All Products
Search
Document Center

Tablestore:Use Function Compute to cleanse data

Last Updated:Nov 11, 2024

Tablestore provides highly concurrent write performance and low storage cost and is suitable for storing IoT data, logs, and monitoring data. When you write data to a Tablestore data table, you can cleanse the data by using Function Compute and write the cleansed data to another data table in Tablestore. You can access raw data or cleansed data in Tablestore in real time.

Sample scenarios

You want to write log data that includes three fields to data table in Tablestore. To efficiently query the logs, you must write the logs in which the value of the level field is greater than 1 to another data table named result in Tablestore. The following table describes the fields that are included in the logs.

Field

Type

Description

id

Integer

The ID of the log.

level

Integer

The level of the log. A larger value indicates a higher level.

message

String

The content of the log.

Step 1: Enable the Stream feature for the data table

Before you create a trigger, you must enable the Stream feature for the data table in the Tablestore console to allow the function to process incremental data that is written to the table.

  1. Log on to the Tablestore console.

  2. In the top navigation bar, select a region.

  3. On the Overview page, click the name of the instance that you want to manage or click Manage Instance in the Actions column.

  4. On the Tables tab of the Instance Details tab, click the name of the data table that you want to manage and then click the Tunnels tab. Alternatively, you can click the fig_001 icon and then click Tunnels.

  5. On the Tunnels tab, click Enable in the Stream Information section.

  6. In the Enable Stream dialog box, configure the Log Expiration Time parameter and click Enable.

    The value of the Log Expiration Time parameter must be a non-zero integer. Unit: hours. Maximum value: 168.

    Important

    The Log Expiration Time parameter cannot be modified after it is specified. Proceed with caution.

Step 2: Create a function and Tablestore trigger

  1. Create a function.

    1. Log on to the Function Compute console.

    2. Optional: In the upper-right corner of the page, click Go to Function Compute 3.0.

      Note
      • Function Compute 3.0 provides various enhanced features. In this example, Function Compute 3.0 is used.

      • If Back to Function Compute 2.0 is displayed in the upper-right corner of the page, skip this step because you are already in the Function Compute 3.0 console.

    3. In the left-side navigation pane, click Functions.

    4. In the top navigation bar, select a region. On the Functions page, click Create Function.

    5. On the Create Function page, select a method to create a function, configure the following parameters, and then click Create.

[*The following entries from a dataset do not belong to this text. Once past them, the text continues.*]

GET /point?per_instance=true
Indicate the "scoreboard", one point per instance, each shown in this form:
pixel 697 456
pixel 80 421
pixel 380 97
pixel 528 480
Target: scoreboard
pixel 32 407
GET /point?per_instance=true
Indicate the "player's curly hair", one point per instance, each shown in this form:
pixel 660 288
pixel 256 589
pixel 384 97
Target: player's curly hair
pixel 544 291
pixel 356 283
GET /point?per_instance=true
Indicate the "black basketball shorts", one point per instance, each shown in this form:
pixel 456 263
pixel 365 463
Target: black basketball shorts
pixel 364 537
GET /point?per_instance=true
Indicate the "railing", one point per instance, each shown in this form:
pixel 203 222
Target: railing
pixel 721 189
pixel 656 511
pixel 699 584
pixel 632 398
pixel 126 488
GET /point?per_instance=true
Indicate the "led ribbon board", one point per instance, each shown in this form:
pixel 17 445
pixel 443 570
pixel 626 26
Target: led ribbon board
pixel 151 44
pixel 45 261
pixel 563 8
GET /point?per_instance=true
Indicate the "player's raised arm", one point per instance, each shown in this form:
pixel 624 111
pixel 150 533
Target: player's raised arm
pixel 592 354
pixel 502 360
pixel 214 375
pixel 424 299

      In this example, Event Function is selected to illustrate how to create a function to compute data modifications in Tablestore in real time.

      Note

      You can select Event Function, Web Function, or Task Function as the method that is used to create a function to process data in Tablestore. For more information, see Selection of methods to create functions.

      • If you want data processing to be automatically triggered by data modifications in Tablestore, select Event Function. For more information, see Create an event function.

      • If you want data processing to be automatically triggered by specific HTTP requests, select Web Function. For more information, see Create a web function.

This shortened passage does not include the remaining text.